OK. Here’s the situation:

When driving with the requisite number of passengers in a car pool lane and driving at the posted speed limit, what is the proper action when another driver approaches at a faster rate of speed?

Should one:

(A) Move to the lane to your immediate right, to allow the driver behind you to pass;
(B) Accelerate to a speed that appears close to how fast the driver behind you wants to go;
© Wave hello to Opal;
(D) Continue driving in the same lane and same speed and allow the driver behind to pass on the right.

I hold that one can continue driving in the car pool lane at the speed limit (well, OK, 5 to 7 mph faster), and let the driver behind pass on the right. While normally passing on the right is discouraged, the lane to the right of most car pool lanes is — in fact — the passing lane.

Am I correct, or am I just asking to be shot in the head by some over-caffinated road rager?

I think it depends what type of car pool lane it is. If it is a 24/7 carpool late with limited areas for entrance/exit (like L.A.) I would say it’s safer to just keep chugging along.

However, it if it is one of those 7-9AM and 5-7PM carpool lanes with no double yellow line (Bay Area), I would get out of the way.

That’s all I am familiar with. I am not sure of the carpool setups in other cities.

Different places have different types of car pool lanes. If you can move over, I think you should.

I don’t see why a person should feel obligated to change lanes because a person comes up on them from behind real fast.
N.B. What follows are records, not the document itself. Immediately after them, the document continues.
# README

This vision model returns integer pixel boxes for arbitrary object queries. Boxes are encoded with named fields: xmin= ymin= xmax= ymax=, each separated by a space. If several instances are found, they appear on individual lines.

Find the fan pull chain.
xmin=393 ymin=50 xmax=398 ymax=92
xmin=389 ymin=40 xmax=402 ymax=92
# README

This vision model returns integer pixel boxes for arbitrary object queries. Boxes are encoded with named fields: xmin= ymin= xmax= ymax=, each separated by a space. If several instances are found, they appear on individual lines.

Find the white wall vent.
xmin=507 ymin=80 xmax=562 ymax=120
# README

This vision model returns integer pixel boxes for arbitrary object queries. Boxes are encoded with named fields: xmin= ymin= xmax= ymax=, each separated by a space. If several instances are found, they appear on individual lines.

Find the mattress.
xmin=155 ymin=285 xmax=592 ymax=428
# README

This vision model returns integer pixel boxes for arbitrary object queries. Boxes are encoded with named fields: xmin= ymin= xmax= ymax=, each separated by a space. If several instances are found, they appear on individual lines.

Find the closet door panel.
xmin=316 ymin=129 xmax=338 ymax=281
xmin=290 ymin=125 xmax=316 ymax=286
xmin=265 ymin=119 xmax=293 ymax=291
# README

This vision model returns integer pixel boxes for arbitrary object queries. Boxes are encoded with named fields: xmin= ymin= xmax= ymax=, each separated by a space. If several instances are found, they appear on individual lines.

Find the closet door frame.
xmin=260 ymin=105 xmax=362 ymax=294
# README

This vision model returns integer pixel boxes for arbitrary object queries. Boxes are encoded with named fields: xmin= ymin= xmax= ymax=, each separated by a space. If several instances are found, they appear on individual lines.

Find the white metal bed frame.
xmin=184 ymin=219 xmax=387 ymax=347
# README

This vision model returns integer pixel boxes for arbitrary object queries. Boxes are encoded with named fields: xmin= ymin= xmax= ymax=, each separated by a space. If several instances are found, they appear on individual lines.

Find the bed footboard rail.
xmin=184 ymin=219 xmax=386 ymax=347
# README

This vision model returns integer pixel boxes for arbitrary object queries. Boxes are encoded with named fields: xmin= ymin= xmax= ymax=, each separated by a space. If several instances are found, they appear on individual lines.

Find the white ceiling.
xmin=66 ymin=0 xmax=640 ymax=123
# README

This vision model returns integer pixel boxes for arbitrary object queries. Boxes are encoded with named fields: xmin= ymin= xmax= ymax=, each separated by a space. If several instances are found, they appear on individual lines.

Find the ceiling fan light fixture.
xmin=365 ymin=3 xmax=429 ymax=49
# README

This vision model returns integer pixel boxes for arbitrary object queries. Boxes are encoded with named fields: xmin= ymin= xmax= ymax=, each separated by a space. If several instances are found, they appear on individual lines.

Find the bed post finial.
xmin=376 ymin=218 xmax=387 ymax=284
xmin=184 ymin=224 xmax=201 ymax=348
My opinion is that if you want to go faster than the car in front of you, it’s your responsibility to find a way around them.

With the HOV lanes where I live (Dallas), you’d be breaking the law to change lanes anyway, as we have the double-white line kind.
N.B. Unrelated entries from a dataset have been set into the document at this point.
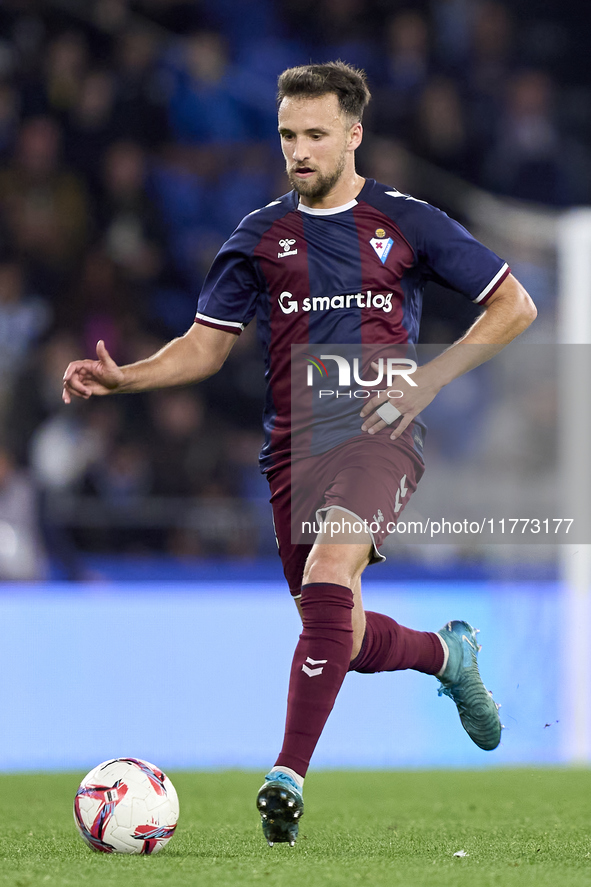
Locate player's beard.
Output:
[287,151,347,200]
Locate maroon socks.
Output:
[275,582,354,776]
[275,582,444,777]
[349,610,444,674]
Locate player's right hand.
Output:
[62,339,123,403]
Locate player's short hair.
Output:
[277,61,371,120]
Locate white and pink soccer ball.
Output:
[74,758,179,855]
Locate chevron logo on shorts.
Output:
[302,656,328,678]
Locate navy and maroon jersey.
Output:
[195,179,509,470]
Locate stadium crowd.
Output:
[0,0,591,577]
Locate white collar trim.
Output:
[298,199,357,216]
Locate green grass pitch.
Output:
[0,769,591,887]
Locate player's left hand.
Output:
[360,363,440,440]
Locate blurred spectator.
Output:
[485,71,588,206]
[113,26,169,148]
[60,246,139,362]
[370,10,431,138]
[0,117,90,284]
[169,31,251,145]
[0,82,20,158]
[98,142,163,281]
[0,448,48,581]
[459,2,515,149]
[148,390,222,496]
[412,77,472,176]
[0,259,51,426]
[44,31,88,112]
[65,70,115,198]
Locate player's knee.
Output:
[303,546,356,588]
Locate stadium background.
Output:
[0,0,591,769]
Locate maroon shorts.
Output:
[267,425,424,596]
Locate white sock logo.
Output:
[302,656,328,678]
[394,474,408,514]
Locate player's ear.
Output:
[349,120,363,151]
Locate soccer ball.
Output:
[74,758,179,855]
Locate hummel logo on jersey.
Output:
[369,228,394,265]
[277,238,298,259]
[302,656,328,678]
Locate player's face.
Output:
[279,93,361,200]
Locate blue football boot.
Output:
[437,620,503,751]
[257,771,304,847]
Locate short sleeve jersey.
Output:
[195,179,509,470]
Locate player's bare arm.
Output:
[62,323,236,403]
[360,274,537,440]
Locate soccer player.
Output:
[63,62,536,845]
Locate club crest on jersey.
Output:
[369,228,394,265]
[277,238,298,259]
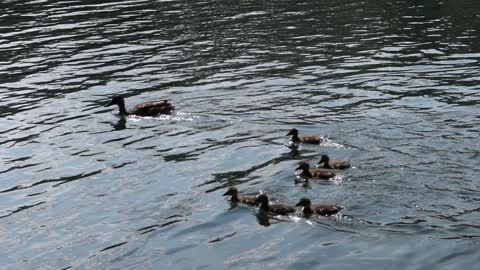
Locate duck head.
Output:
[223,187,238,196]
[295,161,310,171]
[105,95,125,107]
[255,193,268,205]
[287,128,298,136]
[296,197,312,208]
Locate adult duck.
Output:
[287,128,323,144]
[105,96,175,116]
[318,155,352,170]
[295,161,335,179]
[296,197,343,216]
[223,187,258,206]
[255,193,295,216]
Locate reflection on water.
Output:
[0,0,480,269]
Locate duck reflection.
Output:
[112,116,127,130]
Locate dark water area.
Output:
[0,0,480,269]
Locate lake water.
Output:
[0,0,480,270]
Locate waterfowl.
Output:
[255,193,295,216]
[296,197,343,216]
[295,161,335,179]
[105,96,175,116]
[287,128,323,144]
[318,155,352,170]
[223,187,258,205]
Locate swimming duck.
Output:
[318,155,352,170]
[255,193,295,216]
[295,161,335,179]
[223,187,258,205]
[287,128,323,144]
[296,197,343,216]
[105,96,175,116]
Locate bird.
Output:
[287,128,323,144]
[318,155,352,170]
[223,187,258,206]
[295,161,335,179]
[105,95,175,116]
[255,193,295,216]
[296,197,343,216]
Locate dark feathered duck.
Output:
[105,96,175,116]
[296,197,343,216]
[223,187,258,205]
[287,128,323,144]
[318,155,352,170]
[295,161,335,179]
[256,193,295,216]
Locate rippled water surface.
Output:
[0,0,480,269]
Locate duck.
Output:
[255,193,295,216]
[318,155,352,170]
[223,187,258,206]
[296,197,343,216]
[287,128,323,144]
[105,95,175,116]
[295,161,335,179]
I know what kind are in Dallas, on 635 and on 35. I don’t think that you should break any laws to get out of the person’s way, so in the Dallas case, I wouldn’t move.

If the HOV lane is like a normal lane, you should treat it like the fast lane on a highway. I think it is common courtesy to move to the right and let faster cars pass you.
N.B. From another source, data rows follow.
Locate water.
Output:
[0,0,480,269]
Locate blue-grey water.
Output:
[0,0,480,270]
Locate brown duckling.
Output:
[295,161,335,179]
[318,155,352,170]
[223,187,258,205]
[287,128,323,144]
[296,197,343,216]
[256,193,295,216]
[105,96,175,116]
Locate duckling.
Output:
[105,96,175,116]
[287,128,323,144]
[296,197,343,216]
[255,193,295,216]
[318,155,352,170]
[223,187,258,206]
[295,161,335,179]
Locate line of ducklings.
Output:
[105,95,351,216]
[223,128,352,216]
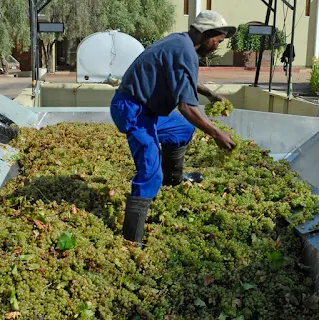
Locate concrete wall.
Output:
[172,0,318,66]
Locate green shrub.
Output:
[230,24,286,51]
[310,57,319,92]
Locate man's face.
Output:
[197,34,225,58]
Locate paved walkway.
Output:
[0,67,310,99]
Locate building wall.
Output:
[172,0,319,66]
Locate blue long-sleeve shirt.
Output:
[120,33,199,116]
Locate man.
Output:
[111,10,236,247]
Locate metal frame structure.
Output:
[254,0,297,99]
[29,0,52,97]
[29,0,297,98]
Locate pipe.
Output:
[314,0,319,58]
[269,0,277,92]
[195,0,201,17]
[287,0,297,99]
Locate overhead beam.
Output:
[37,0,52,13]
[34,0,51,11]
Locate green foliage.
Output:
[199,49,222,67]
[0,121,319,320]
[310,57,319,92]
[230,24,286,51]
[57,231,76,250]
[205,100,234,118]
[0,0,30,56]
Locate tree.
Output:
[0,0,30,56]
[39,0,175,70]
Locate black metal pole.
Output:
[269,0,277,92]
[254,0,273,87]
[287,0,297,99]
[29,0,37,97]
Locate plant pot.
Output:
[234,50,271,68]
[234,51,257,68]
[256,50,271,67]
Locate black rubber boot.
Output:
[123,196,152,247]
[162,146,203,186]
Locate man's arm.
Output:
[178,102,236,149]
[197,83,225,102]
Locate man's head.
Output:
[189,10,236,57]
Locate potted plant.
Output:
[310,57,319,95]
[230,22,286,68]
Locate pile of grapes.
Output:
[0,114,319,320]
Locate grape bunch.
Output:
[0,121,319,320]
[205,100,234,118]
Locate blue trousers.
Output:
[111,92,195,198]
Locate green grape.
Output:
[0,122,319,320]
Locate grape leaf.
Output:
[58,231,76,251]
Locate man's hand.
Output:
[214,131,236,150]
[178,102,236,149]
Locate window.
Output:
[305,0,310,17]
[184,0,189,16]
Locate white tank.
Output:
[77,30,144,83]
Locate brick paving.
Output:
[0,67,316,99]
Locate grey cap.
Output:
[191,10,236,38]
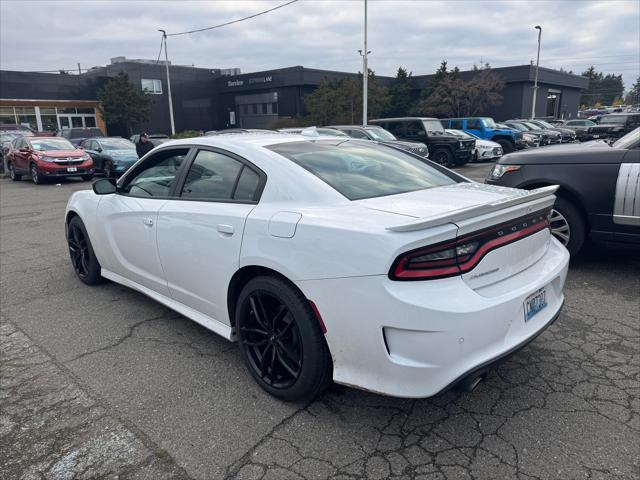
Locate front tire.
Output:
[549,197,587,257]
[30,163,44,185]
[67,217,103,285]
[235,276,332,401]
[9,162,22,182]
[495,138,516,154]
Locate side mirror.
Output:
[93,178,118,195]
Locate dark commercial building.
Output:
[0,57,588,136]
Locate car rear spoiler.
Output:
[387,185,560,232]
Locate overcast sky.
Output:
[0,0,640,89]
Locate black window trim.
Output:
[171,145,267,205]
[116,145,196,200]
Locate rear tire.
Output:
[550,197,587,257]
[235,276,332,402]
[67,217,104,285]
[8,162,22,182]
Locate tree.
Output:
[580,65,624,105]
[624,76,640,105]
[385,67,413,117]
[98,72,153,134]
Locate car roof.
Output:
[369,117,440,122]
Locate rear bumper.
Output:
[297,239,569,398]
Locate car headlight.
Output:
[489,164,520,180]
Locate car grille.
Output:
[54,157,84,165]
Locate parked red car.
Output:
[7,137,94,184]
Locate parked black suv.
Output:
[369,117,476,167]
[598,113,640,138]
[329,125,429,158]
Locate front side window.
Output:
[181,150,260,202]
[266,140,456,200]
[120,148,189,197]
[140,78,162,95]
[31,137,76,152]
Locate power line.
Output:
[156,37,164,65]
[167,0,298,37]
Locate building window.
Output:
[140,78,162,95]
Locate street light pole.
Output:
[158,30,176,135]
[531,25,542,120]
[360,0,371,125]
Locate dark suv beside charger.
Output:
[369,117,476,167]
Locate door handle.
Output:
[218,223,234,235]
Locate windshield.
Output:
[266,140,456,200]
[100,138,136,150]
[600,115,627,124]
[509,123,530,132]
[536,120,556,128]
[612,127,640,150]
[366,128,397,141]
[482,117,497,128]
[30,138,76,152]
[422,120,444,135]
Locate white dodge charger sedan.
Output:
[65,133,569,400]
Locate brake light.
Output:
[389,210,549,280]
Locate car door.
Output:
[157,148,266,329]
[96,147,190,297]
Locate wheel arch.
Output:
[518,181,591,233]
[227,265,308,330]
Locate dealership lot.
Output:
[0,170,640,479]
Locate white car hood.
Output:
[355,182,527,218]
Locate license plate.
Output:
[524,287,547,322]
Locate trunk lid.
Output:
[358,183,557,289]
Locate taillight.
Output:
[389,210,549,280]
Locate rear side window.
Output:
[266,140,456,200]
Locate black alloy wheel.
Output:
[9,162,22,182]
[236,276,331,401]
[31,163,43,185]
[67,217,102,285]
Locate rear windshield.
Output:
[100,138,136,150]
[29,138,76,152]
[266,140,456,200]
[65,128,102,138]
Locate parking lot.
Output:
[0,164,640,480]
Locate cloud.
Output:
[0,0,640,88]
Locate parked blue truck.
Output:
[440,117,518,153]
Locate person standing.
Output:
[136,132,153,158]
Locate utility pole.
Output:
[158,29,176,135]
[531,25,542,120]
[358,0,371,125]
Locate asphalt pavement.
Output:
[0,164,640,480]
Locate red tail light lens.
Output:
[389,210,549,280]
I’ve got a related question: Say the car pool lane is the ‘2 people minimum’ type. Should you be allowed to use the lane if it’s just you and your child in the car? This seems to me to be adhering to the letter of the law, but violating the spirit since the idea of a car pool is to get people who would normally drive seperately to share a car.

Also, did you hear the one about the dumb guy who refused to use the HOV lane because he thought it would give him AIDS?

Heh, I drive in it when it’s just me and a kid.

Heard some places allow pregnant mothers to drive in the HOV lane.

Re: dumb people and the HOV lane, I convinced a guy just down from South Dakota that the HOV lane was for hovercraft.

If you’re not breaking the law, and it’s easy to get out of the way, I think you should move over. If I was the speeder (which I usually am), I’d want someone to do if for me, so if I’m ever being overtaken, I’ll always move over. Sure, you could take the attitude that it’s the speeder’s responsibility to find a way around, but that’s just downright rude, if you ask me. Moving over is the polite thing to do. If it’s a double-white line, then they guy cruising in the HOV lane should have taken into account that he’d be stuck there, and stuck behind slow drivers, nonetheless. So I wouldn’t feel guilty about holding some up in that situation.

Another thing: I don’t think you should ever be pressured into going faster than you want to go. I wish people wouldn’t sit there going the speed limit and not a mile per hour over, but if that’s as fast as you’re comfortable going, then you shouldn’t feel pressured to do otherwise.

And unless your local HOV law (if there is such a thing) specifies that children don’t count as passengers, then use the HOV lane if you want. As long as the lane is there, the more people using it the better, IMO. Makes for less traffic in the regular lanes.